Le “testimonianze” del celebre architetto e paesaggista abruzzese provengono da collezioni e archivi romani. In mostra disegni, progetti, fotografie e documenti, per lo più inediti, che raccontano la trasformazione urbana e sociale di Roma nella prima metà del Novecento.
Raffaele De Vico, figlio d’arte dello scultore Angelo De Vico e di Emma Bartolini, nacque il 18 aprile 1881 a Penne (Pescara) e morì quasi novantenne a Roma il 15 agosto 1969.
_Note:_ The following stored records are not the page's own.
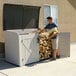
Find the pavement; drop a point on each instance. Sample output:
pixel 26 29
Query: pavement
pixel 60 67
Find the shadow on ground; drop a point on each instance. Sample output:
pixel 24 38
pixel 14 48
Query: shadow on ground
pixel 73 3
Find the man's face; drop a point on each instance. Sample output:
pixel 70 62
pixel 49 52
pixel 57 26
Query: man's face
pixel 49 21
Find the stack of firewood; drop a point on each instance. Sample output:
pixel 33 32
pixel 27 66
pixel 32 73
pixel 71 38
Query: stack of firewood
pixel 45 45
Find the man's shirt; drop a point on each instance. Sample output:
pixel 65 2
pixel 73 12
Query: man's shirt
pixel 49 27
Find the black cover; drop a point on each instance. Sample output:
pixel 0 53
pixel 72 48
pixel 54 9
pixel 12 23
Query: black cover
pixel 20 16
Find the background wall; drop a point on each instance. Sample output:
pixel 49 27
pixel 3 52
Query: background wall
pixel 66 15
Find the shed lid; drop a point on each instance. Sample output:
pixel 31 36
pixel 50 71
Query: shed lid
pixel 20 16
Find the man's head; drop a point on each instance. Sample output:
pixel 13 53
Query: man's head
pixel 49 19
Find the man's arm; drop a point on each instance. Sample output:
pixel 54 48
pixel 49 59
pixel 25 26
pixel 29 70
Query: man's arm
pixel 54 32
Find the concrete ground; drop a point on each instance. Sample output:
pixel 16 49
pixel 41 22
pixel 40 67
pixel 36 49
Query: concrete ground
pixel 60 67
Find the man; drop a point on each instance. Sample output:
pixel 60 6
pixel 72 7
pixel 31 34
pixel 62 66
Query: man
pixel 54 37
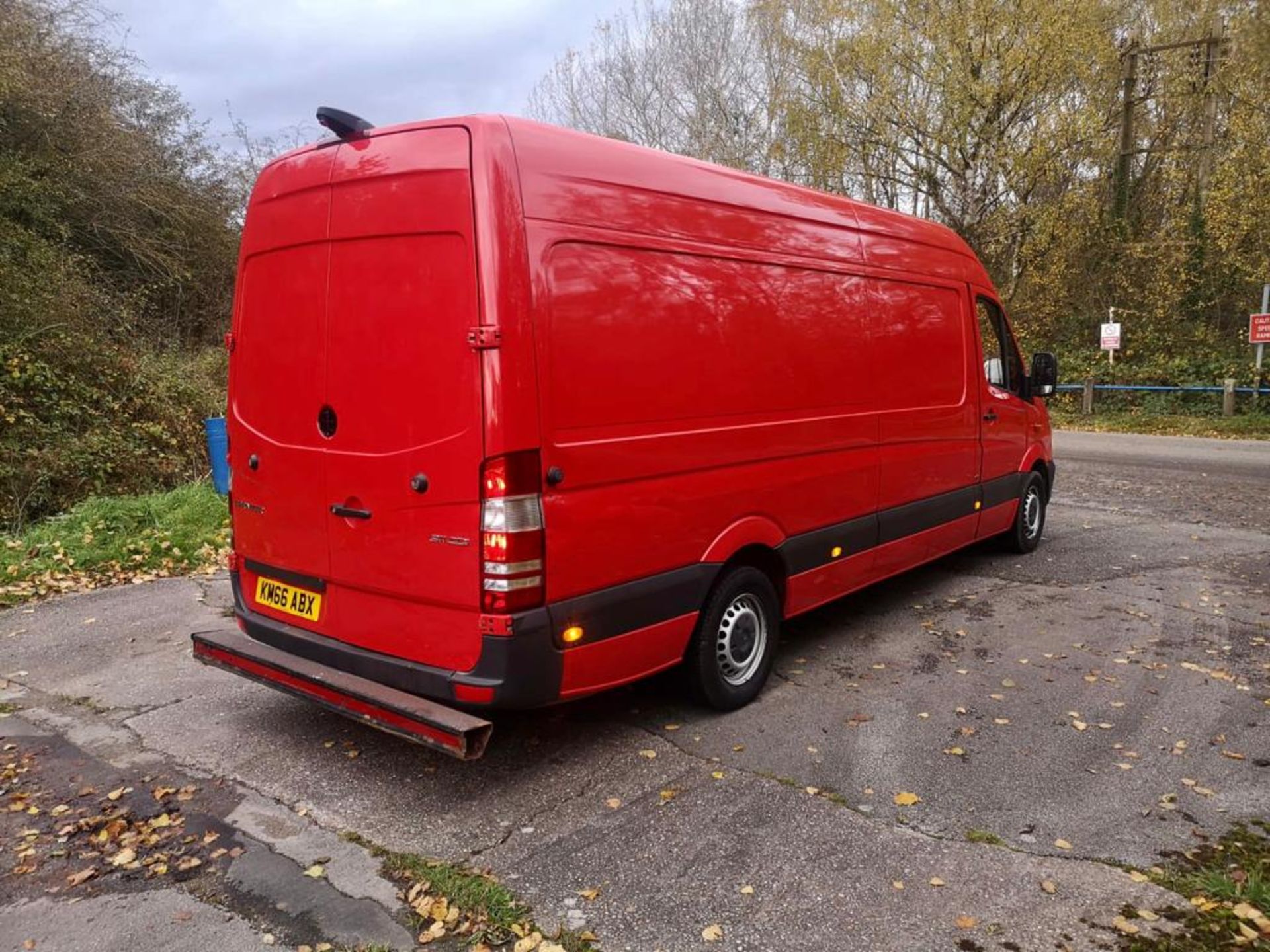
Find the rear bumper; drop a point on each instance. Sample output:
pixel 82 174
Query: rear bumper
pixel 517 670
pixel 422 721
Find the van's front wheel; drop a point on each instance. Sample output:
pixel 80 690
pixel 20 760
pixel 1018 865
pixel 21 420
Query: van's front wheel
pixel 734 644
pixel 1024 536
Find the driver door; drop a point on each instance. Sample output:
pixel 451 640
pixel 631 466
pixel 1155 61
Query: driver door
pixel 1002 414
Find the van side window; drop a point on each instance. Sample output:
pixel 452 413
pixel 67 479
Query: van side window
pixel 1001 365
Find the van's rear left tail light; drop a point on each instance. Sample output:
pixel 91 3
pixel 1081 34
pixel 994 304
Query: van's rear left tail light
pixel 512 569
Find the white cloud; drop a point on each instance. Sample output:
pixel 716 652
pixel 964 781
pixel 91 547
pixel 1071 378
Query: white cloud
pixel 275 61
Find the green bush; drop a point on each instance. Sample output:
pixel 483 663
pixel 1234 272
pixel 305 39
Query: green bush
pixel 81 416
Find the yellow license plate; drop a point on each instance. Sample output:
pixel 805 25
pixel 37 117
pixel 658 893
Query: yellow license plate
pixel 287 598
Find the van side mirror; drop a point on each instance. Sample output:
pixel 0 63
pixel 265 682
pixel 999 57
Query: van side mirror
pixel 1044 376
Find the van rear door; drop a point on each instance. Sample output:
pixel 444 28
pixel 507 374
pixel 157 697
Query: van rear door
pixel 278 370
pixel 404 383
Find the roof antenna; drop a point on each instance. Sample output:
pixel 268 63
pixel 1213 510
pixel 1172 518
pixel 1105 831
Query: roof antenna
pixel 343 125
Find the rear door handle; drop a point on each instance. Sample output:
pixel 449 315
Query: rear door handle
pixel 349 513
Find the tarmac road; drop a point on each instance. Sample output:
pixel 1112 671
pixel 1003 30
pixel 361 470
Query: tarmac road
pixel 1143 617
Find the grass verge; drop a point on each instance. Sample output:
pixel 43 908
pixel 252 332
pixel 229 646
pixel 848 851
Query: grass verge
pixel 466 903
pixel 1246 427
pixel 1227 885
pixel 113 539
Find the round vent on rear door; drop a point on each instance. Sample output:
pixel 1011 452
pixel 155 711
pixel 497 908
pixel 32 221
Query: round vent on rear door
pixel 327 422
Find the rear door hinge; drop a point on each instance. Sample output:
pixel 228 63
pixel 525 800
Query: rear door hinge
pixel 484 337
pixel 494 625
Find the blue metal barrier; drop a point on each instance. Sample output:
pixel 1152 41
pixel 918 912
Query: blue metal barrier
pixel 218 454
pixel 1079 387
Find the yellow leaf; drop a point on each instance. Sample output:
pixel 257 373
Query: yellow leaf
pixel 124 857
pixel 1124 926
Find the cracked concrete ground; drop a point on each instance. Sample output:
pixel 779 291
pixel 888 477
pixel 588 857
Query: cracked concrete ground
pixel 1099 702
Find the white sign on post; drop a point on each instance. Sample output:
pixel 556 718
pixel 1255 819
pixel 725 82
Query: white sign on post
pixel 1111 337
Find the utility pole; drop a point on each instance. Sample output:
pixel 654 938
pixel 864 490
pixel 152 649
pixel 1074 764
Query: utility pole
pixel 1212 52
pixel 1128 100
pixel 1261 348
pixel 1210 48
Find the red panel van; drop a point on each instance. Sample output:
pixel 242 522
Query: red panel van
pixel 519 414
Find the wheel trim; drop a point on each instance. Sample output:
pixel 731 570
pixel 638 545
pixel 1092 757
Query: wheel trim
pixel 1032 513
pixel 741 640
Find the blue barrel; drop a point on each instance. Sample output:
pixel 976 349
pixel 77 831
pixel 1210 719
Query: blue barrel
pixel 218 451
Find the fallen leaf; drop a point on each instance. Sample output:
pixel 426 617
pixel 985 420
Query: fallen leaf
pixel 124 857
pixel 1124 926
pixel 81 876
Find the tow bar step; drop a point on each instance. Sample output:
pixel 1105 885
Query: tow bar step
pixel 408 716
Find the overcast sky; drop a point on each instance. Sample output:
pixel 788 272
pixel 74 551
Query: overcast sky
pixel 385 60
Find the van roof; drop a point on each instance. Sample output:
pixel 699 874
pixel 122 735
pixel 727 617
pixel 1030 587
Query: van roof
pixel 563 154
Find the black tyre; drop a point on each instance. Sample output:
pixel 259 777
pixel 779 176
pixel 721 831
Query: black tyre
pixel 1024 536
pixel 733 648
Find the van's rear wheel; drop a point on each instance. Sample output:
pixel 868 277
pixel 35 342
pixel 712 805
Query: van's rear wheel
pixel 1024 536
pixel 734 644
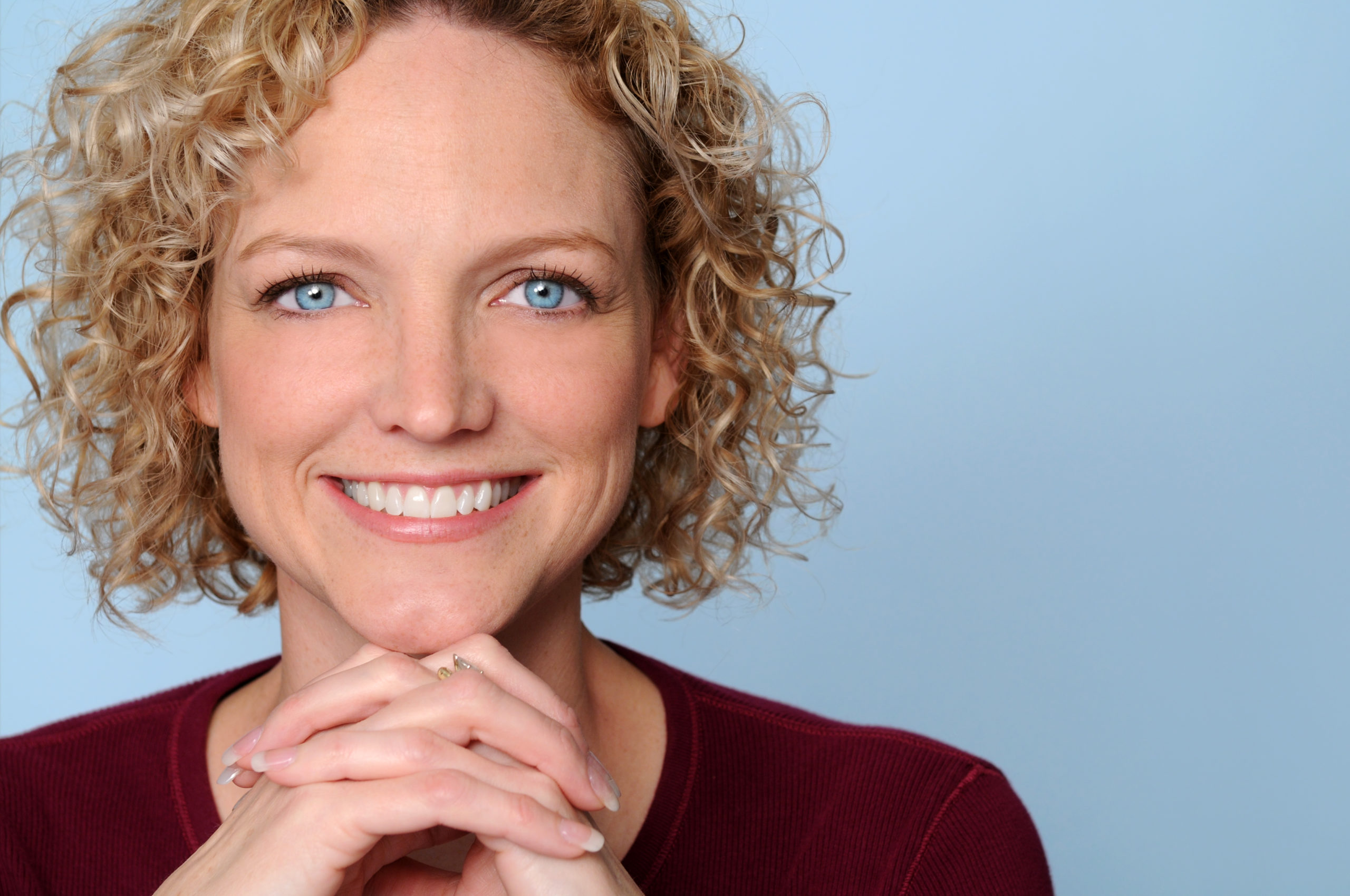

Dopo gli studi di agrimensura presso l’istituto tecnico di Chieti e successivamente di perito tecnico agrario, conseguì a Roma il diploma di professore di disegno architettonico presso l’Accademia di belle arti, dove approfondì come autodidatta la conoscenza della Città Eterna, in particolare dell’ urbanistica, dei monumenti e dei giardini.
Innumerevoli sono le opere realizzate in quasi quarant’anni di attività. Si parte con la realizzazione di parchi e stupendi giardini quali Villa Glori, Villa Paganini, il Roseto di Roma, il giardino del Campidoglio, Colle Oppio, il Giardino degli Aranci, l’ampliamento del Giardino Zoologico, i giardini del Laghetto dell’Eur, e così via. Vanno anche ricordate il Palazzo dell’Acea a Porta Maggiore, la sistemazione dei giardini degli scavi di Ostia Antica, il serbatoio di Villa Borghese e il monumento ai caduti della Grande Guerra presso il Cimitero monumentale del Verano.
I curatori della Mostra allestita a Palazzo Braschi e lui dedicata sono Alessandro Cremona, Claudio Crescentini, Donatella Germanò, Sandro Santolini e Simonetta Tozzi.